My point: It’s hard to tell a story without words. The visuals do a lot of the work in storytelling, but rarely can they carry the full weight of the story without help.

When we add motion, however, some of our reliance on words can be eliminated.

I was thinking about this last night as I watched Martin Scorsese’s The Departed. The early scenes are so short, with so few words — it’s the kind of opening that leaves you totally lost when you’re a kid. (You ask your parents, “What’s happening?” and they say “Shh!”) But as you learn the grammar of film, you get more out of such terse scenes.

Then I went back to the list of seven visualization types (sketches, diagrams, images, maps, objects, interactive visualizations, stories) and started mulling over each one of them. I was thinking, for example, “When is an interactive visualization not a story?” I was thinking, “Doesn’t a diagram tell a story?”

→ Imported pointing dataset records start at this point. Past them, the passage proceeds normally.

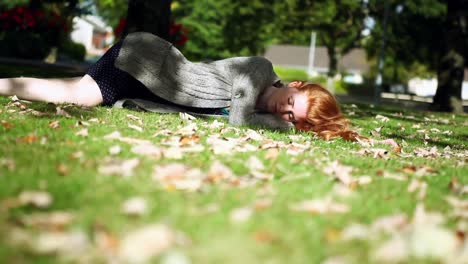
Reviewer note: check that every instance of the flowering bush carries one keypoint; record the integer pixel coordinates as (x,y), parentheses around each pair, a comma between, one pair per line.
(29,33)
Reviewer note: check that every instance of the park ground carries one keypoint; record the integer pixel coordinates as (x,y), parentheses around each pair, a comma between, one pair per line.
(101,185)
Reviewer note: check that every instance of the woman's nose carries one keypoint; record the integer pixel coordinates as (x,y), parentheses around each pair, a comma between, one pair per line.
(285,108)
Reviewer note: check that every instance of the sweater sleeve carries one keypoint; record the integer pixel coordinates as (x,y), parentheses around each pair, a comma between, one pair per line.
(251,77)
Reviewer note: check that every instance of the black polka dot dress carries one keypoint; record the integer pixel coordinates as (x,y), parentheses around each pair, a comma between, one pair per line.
(114,83)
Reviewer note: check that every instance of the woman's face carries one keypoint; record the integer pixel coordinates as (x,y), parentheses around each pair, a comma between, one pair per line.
(288,103)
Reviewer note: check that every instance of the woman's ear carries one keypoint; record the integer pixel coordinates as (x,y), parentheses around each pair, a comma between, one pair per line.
(295,84)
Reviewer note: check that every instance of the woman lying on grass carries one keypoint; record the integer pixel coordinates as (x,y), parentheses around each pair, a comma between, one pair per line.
(144,66)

That’s when I arrived at this idea about completeness, or fullness, of a story. Go back to a single photograph, alone on a wall, without any caption. There’s probably a story there. But I don’t know what it is.

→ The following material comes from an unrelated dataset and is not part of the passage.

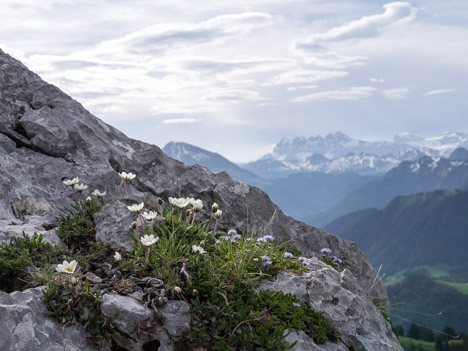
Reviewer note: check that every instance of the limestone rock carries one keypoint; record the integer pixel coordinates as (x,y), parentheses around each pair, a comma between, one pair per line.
(25,327)
(344,303)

This brings me to maps. A map alone doesn’t tell a story. Some words are needed. But an animated map can tell a story — with very few words, or maybe no words at all.

A chart or graph can tell a story with very few words. An animated graphic can sometimes tell the story more effectively. Why? It leads you through a sequence of events (Update: That link needed to be replaced). It begins with a small amount of information and builds on that. It can end with an obvious climactic event (such as a steep plunge in the stock market, or a large increase in toxic gases) that illustrates a result, a conclusion. (Learn more from one of the great online infografistas, Alberto Cairo, in an OJR interview.)

I arrived at some questions we can ask when we are planning to tell a story:

  1. Can I use any kind of images or graphics to tell this story?
  2. Can motion help tell this story? Does any kind of motion — in space, or in time — play a part in the story?
  3. How many words are really necessary? (Let’s cut out as many words as possible without losing clarity.)

Do not underestimate the role of motion in visual storytelling. Do not overestimate the role of words, whether in text or in audio.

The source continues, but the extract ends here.